Materials for analysis are newspaper articles, research reports or proposals from industry or the Ministries, business plans of universities regarding “Global Human Resource Development,” and statements regarding organizational reform of universities.
As the result of the analysis, five findings have been clarified. 1. Japanese industries need a new type of employee to develop overseas branches. They call this new type of employee “Global Human Resources” and have worked toward their cultivation since 2000. 2. It is not easy for companies to develop so-called “Global Human Resources” in their in-service training. They require the collaboration of the Ministries (METI and MEXT in order to develop these types of people, with universities targeted as sites for the actual development. The conditions to meet these requirements are thought to include study-abroad programs and higher levels of practical English (ie TOEFL or TOEIC) in university education. 3. The MEXT is assigned to play the role of supporting universities by distributing a competitive budget to promote study abroad and increase English ability (this is called the “Global Human Resource Development Enterprise”). 4. Prestigious universities try to organize educational programs for the purpose of study abroad and practical English in compliance with the MEXT to acquire the budget. 5. On the other hand, small universities which are not affected by the government competitive budget try to follow this movement. They reform their faculties or departments to meet “Global Human Resource Development.”
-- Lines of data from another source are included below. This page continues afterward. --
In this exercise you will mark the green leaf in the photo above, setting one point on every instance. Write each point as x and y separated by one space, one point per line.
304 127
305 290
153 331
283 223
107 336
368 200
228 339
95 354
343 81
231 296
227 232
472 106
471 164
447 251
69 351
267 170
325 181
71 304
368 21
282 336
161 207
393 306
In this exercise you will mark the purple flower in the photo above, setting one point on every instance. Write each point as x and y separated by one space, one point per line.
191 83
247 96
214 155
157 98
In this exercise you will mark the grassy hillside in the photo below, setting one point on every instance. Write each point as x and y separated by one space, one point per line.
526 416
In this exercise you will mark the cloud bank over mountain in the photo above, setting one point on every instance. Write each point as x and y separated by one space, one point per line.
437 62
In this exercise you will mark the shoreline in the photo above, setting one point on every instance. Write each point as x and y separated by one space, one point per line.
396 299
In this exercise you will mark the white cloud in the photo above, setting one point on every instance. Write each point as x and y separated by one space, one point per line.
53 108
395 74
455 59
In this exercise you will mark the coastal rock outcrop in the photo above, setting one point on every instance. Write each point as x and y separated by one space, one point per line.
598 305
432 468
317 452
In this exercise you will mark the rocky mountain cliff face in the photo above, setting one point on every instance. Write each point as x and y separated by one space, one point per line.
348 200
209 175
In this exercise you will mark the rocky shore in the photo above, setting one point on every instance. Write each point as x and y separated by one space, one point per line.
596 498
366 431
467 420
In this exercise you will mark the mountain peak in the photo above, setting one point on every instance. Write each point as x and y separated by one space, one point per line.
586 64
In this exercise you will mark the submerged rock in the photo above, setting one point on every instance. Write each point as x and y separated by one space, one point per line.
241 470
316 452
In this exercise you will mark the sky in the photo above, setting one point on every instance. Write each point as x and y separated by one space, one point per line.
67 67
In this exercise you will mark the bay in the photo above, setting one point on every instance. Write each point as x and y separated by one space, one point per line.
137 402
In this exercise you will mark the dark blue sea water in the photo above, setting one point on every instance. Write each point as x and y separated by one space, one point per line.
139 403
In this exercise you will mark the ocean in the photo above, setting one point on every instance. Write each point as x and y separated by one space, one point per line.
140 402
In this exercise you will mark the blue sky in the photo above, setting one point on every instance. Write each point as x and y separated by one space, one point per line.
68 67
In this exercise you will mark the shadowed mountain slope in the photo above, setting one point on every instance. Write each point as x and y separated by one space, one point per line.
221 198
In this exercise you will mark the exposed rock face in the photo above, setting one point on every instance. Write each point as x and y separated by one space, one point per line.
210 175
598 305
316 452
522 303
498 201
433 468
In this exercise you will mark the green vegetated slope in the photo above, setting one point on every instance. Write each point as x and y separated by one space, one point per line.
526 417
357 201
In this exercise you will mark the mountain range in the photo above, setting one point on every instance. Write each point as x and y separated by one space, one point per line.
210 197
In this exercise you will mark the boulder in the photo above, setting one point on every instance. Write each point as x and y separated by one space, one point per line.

The issue of “Global Human Resource Development” for economic globalization was originally a corporate in-house concern. This local issue has become a national issue in terms of collaboration between industries and the Ministries. Now “Global Human Resource Development Enterprise” is becoming an all Japan issue. The focus on university students' study abroad and increased English test scores as a solution remains based on the same notion of catch-up to developed societies as in the past. It is also a local discussion.
Globalization brings new issues which cannot be solved by a single country and call for collaboration among countries: ie environmental problems, resources and energy issues, and international conflicts. It is key for universities to develop students who can take on these global issues. Japanese universities should deeply consider this point.